The Brazilian property market has got a lot going for it. The country is attracting a lot of inward investment, has one of the world’s fastest growing economies, a rapidly emerging mortgage market, a general shortage of quality homes, and has been selected to host the 2014 football World Cup and 2016 Olympic Games. This will lead to the construction of new and improved infrastructures and homes across Brazil.
Property investors from around the world are flocking to Brazilian shores with a view to snapping up real estate, in anticipation of future capital growth.
One local expect projects Brazilian property prices could appreciate by up to 200% over the next decade, driven by the country’s burgeoning economy, and the pending introduction of mortgages to overseas nationals.
Investment banking firm Goldman Sachs believes that Brazil’s economic growth could outstrip that of the other BRIC (Brazil, Russia, India and China) member nations over the next few years.
Brazil’s economy is widely expected to become the fifth largest in the world by the time the Olympic Games kicks off in 2016, and yet Brazil property and land prices still remain a fraction of those found in more developed nations.
The Brazilian president Luiz Inacio Lula da Silva has already pledged to spend up to £11.5bn on building a million new homes in Brazil between now and 2011.
However, potential high property investment rewards are not with out their risks, as crime and corruption still remains widespread in Brazil.
In stark contrast to the relatively high risk, high return nature of investing in Brazil, the risks associated with investing in French property are far lower.
France has traditionally always been a rather safe Lentor Modern haven for property investors. The nation was the first European country to come out of recession in 2009, reflecting the fact that the global credit crunch had much less of an impact, compared to other European counterparts.
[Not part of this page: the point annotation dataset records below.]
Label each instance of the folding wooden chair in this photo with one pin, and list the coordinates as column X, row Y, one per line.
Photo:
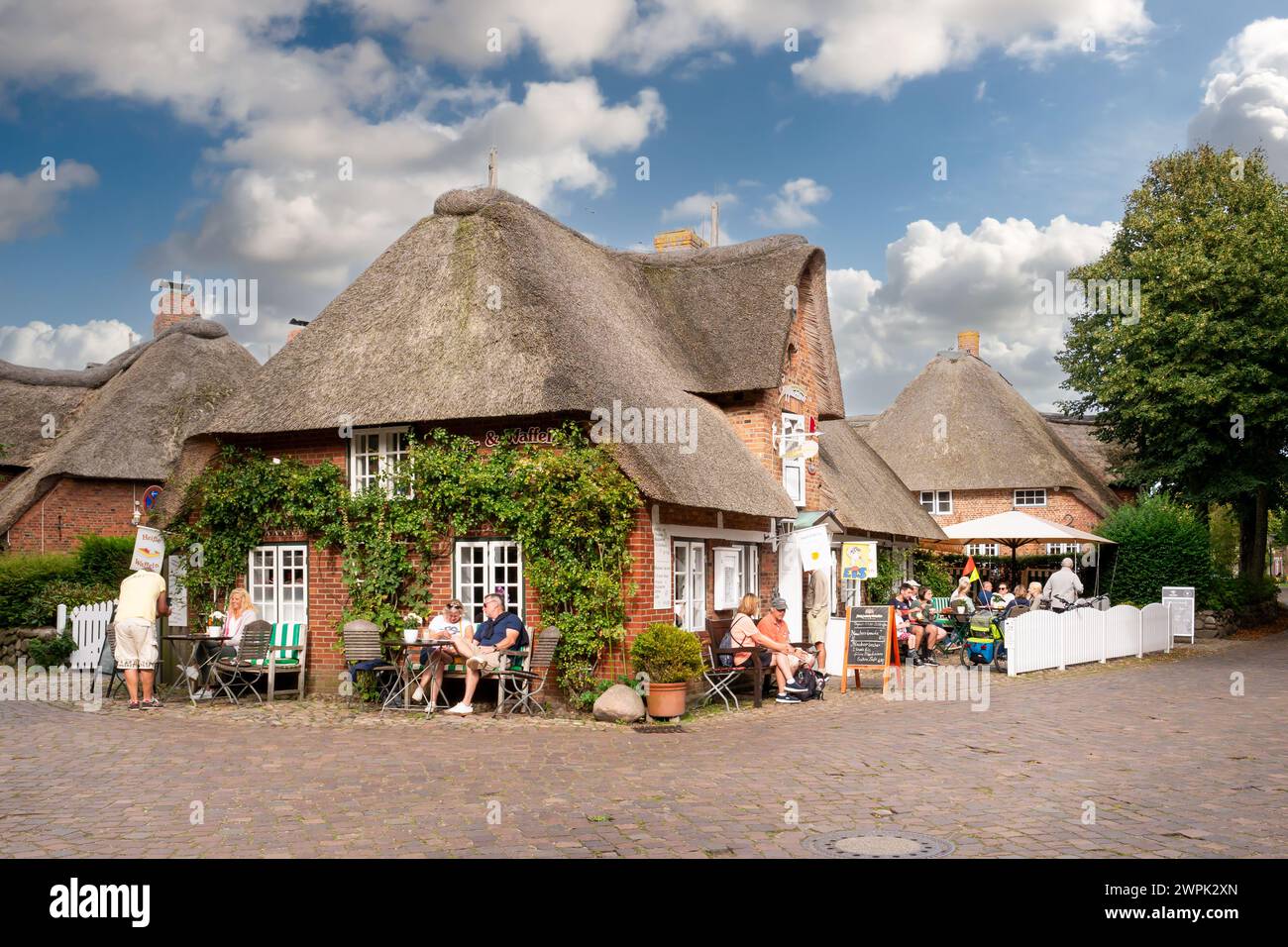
column 250, row 664
column 362, row 648
column 514, row 684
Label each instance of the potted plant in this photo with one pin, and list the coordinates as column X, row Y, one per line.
column 670, row 659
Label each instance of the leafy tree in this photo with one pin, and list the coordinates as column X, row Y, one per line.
column 1196, row 382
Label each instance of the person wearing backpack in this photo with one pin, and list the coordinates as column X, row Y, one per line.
column 746, row 633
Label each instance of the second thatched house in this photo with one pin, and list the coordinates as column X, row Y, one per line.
column 967, row 445
column 492, row 316
column 80, row 450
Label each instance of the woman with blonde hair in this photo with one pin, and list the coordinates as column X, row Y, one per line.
column 240, row 613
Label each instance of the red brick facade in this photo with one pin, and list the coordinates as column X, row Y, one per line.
column 72, row 508
column 1063, row 506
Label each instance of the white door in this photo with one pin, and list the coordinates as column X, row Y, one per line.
column 790, row 579
column 690, row 569
column 278, row 582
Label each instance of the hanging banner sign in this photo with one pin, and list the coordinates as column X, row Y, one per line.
column 149, row 551
column 858, row 561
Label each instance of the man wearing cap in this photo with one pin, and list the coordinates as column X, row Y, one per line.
column 786, row 659
column 1063, row 587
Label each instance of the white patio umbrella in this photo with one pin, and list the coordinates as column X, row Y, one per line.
column 1016, row 528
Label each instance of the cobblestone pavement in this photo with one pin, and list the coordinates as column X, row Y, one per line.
column 1172, row 763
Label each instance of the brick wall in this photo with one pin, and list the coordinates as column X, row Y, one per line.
column 72, row 508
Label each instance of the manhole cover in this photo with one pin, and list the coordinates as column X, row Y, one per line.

France’s strong economy is having a positive impact on its property market, which now appears to be on the road to recovery.
Increasing property and mortgage transactions are boosting residential values, with the latest FNAIM data revealing that the average price of a French property appreciated by 2.8% between April and September 2009.
Although average prices remain down 7.8% year-on-year, the market is generally expected to improve further, due to France’s prudent attitude to mortgage lending.